Behrman House Blog

The Wrong Side of the Digital Divide

 

We’ve learned from Garrison Keillor that in the town of Lake Wobegon 90 percent of the children are above average.  How great for them.  But when we apply technology to education, the Jewish community is on the wrong side of the tracks: the rest of the world is far ahead of us. Far more than half of us are below average.

A recent Behrman House survey of the parents of religious school students revealed that almost all have high-speed internet access, and three-quarters use it for at least some secular educational purpose.  On the other hand, even the most successful Hebrew training software is adopted in fewer than 40 percent of the schools where it could be used; the digital content of religious education overall is even lower.

 

The Digital Gap

How can this be?  Has our identity as “the people of the book” blinded us to the advantages of technology?  But that can’t be—we revel in the percentage of Nobel Prizes we’ve achieved. And we compete—successfully—throughout the secular world.  Do we think that technology doesn’t advance our purposes?  That can’t it be either—we know that our children learn, make friends, form communities, and affiliate with like-minded people using technological tools that weren’t even dreamed of when we were their age.

Despite this, we check our technology—our innovation—at the door when it comes to educating our children in our religion and heritage.  And it comes at a cost.

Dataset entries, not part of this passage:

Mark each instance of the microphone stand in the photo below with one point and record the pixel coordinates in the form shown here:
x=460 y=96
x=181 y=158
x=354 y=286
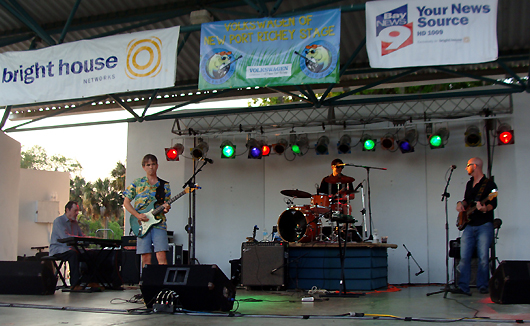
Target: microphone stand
x=190 y=228
x=446 y=195
x=409 y=255
x=369 y=193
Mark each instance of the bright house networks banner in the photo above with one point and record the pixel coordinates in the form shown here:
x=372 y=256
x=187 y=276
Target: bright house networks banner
x=430 y=32
x=292 y=50
x=121 y=63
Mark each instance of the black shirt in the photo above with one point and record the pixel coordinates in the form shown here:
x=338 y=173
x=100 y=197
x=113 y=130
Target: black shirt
x=470 y=196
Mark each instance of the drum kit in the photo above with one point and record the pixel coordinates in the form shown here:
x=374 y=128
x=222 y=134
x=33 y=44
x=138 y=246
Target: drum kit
x=304 y=223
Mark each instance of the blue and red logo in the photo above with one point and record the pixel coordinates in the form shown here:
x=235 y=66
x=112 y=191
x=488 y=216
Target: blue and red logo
x=393 y=30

The cost is the compromise of Jewish religious education, in two ways: Most obviously, we fail to use many powerful tools and technologies.  Online video, blogs and posting software, smart phones, games, and more—are all ways to engage children and to provide meaningful and enduring experiences, not to mention connections with the rest of the Jewish community.

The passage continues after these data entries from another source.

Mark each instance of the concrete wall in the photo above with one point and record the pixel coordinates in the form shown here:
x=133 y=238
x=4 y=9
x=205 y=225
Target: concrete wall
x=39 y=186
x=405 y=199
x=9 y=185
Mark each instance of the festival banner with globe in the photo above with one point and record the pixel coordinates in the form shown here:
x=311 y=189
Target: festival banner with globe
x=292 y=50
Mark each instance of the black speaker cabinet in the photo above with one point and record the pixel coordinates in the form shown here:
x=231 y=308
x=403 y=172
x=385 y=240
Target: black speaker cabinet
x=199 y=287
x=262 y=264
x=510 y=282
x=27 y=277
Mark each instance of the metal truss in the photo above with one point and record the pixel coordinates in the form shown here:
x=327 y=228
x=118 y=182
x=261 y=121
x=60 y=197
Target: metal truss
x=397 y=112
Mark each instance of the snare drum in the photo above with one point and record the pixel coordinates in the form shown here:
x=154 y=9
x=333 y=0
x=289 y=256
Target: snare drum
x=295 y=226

Equally importantly we send a message: that the latest technologies—the ones our kids find so compelling—aren’t right for the Jewish world.  Either they’re irrelevant, we say by ignoring them, or the enterprise of Judaism isn’t important enough for us to use them.  Neither one is true, of course, but that’s what we say, every time we send out a sloppy black-and-white photocopy instead of a full color brochure, every time we fail to send our kids to the web for the kind of learning we want them to have.

So what to do?  First we need to understand why it’s happening—why technological innovation within the Jewish community has lagged.  Why there’s a Digital Gap.   Then we must close the gap.

How?  We’re working on ways.  Join me in the discussion.